So, as the doctor instructed, I met with a dietician and started checking my blood sugar four times a day. The dietician went over how to read food labels to stay under my carbs for each meal and snack (apparently sugar is a category under the carbohydrate umbrella, who knew?) and what foods I could eat, etc. 

Holding onto the fact that most of the time this condition goes away after the baby is born, I started eating like a diabetic, thinking I'd endure it for a few weeks and maybe pick up some good habits along the way. Now that I've been doing it for about a month, I haven't picked up healthy habits as much as start a running list of things I want to eat as soon as I'm able again. 

If you want to come see the baby after he's born, feel free to bring any of the following items with you. 

Soft cookies
Oreos
a loaf of homemade bread
Ice cream
Fruit in the morning
Cereal 
Poptarts
Cake
Pie
a sweet potato with my steak
a baked potato with my steak
Sweet tea
A full glass of milk


Monday, July 29, 2013

From Baby to Little Girl

Early this year, we sold our tiny house in the country and moved into a rent house in town while we looked for our next place.
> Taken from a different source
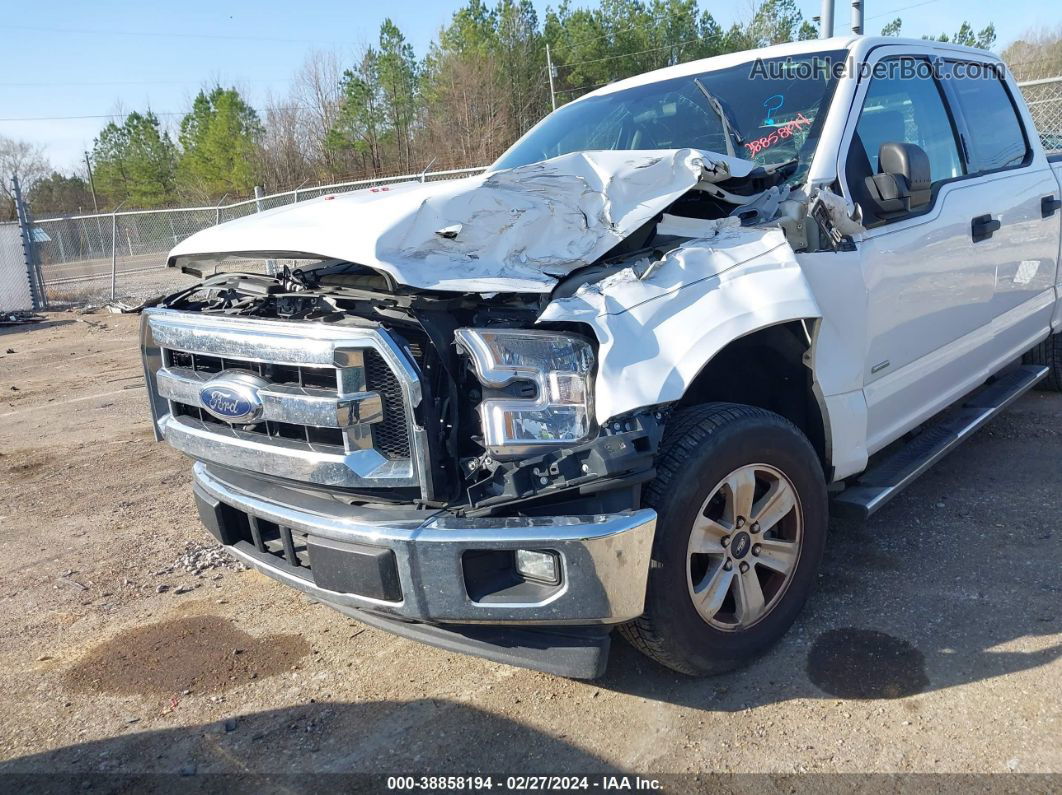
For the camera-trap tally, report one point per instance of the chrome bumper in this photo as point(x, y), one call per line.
point(604, 558)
We did minimal decorating, since it would only be temporary. Over the next few months, we looked at houses. Meanwhile, the owner of our rental put it back on the market, and we eventually decided maybe this very house was the right next step for us. 

A little over a week ago, we closed on the house and are officially homeowners again. It needs a little updating, but nothing major, and it's in decent shape for the amount we were willing to spend. Now we don't have to move again. Bonus! Besides, my husband can do anything we may need or want done, and do it well. He's pretty handy to have around.  

So, we took a newly purchased house and put a woman who is 7 months pregnant in it. It's like nesting in overdrive. We started working on the nursery. It's slowly coming together, and I'm anxious to get it done. It's going to be cool. We also started on Dinah's room. 

Until now, I'd been using the changing table as a bookshelf for her. I'm going to need that for a baby soon, though, so we bought her an actual bookshelf. It's amazing how much that alone changed the look of the room. So, after painting, rearranging and redecorating, Dinah officially has a mostly complete little girl's room. She even got to pick her own color and decorations and help paint. 




Sunday, June 16, 2013

Dinah's Frog

When I married my husband, I was completely convinced that if we ever had kids, he'd be a crazy good Daddy. That was solidified in my mind the second Dinah came into the world. He stepped into that role so effortlessly. He is exactly the kind of Daddy every girl needs. He'll be exactly what our boy needs too. He was clearly made for this role. 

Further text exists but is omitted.